Dieser ist auf folgendem Weg zu erreichen: Von der Schachtgabel etwa 150 m weit das 1968 entdeckte Horizontalsystem allgemeinen in südlicher Richtung ansteigend verfolgen und dann nach NW (rechte) abzweigen, wo man nach rund 50 m am Rande des 150 m tiefen "Mammutschachtes" steht. Von seinem Grund setzt sich ein rund 350 m Schrägmeter messender stark mäandrierender Gang mit zahllosen Wasserfällen vermutlich mit Hauptrichtung Süd (der Skizze fehlt der Nordpfeil) bis zu einem Siphon fort. Er überwindet dabei noch einen Höhenunterschied von über 200 m, vom Grunde des Mammutschachtes aus !
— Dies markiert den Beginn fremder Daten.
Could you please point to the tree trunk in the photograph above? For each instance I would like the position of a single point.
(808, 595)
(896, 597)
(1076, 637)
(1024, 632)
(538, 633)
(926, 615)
Vom Grunde des Josef-Schachtes aus erreichten die Forscher in 470 m Tiefe ein Siphon, wobei sich nach rund 100 m der vom Schachtgrund abzweigende Mäandergang gabelt. Etwa 250 m Schrägmeter wurden hier begangen. Somit liegen vom Ahnenschacht über rund 2 km Ganglänge Skizzen vor. Leider sind sowohl die englischen als auch die beilgischen Zeichnungen äußerst mangelhaft und in ihrer Ausführung und ihrem Aussagewert sehr dürftig.
Eine neue belgische Expedition vom 28.7. - 31.8.1974 soll angeblich diesem Übel abhelfen und zugleich die Forschungen abschließen (????). Nach Fertigstellung der Übersetzurng wird ein detaillierter Bericht folgen.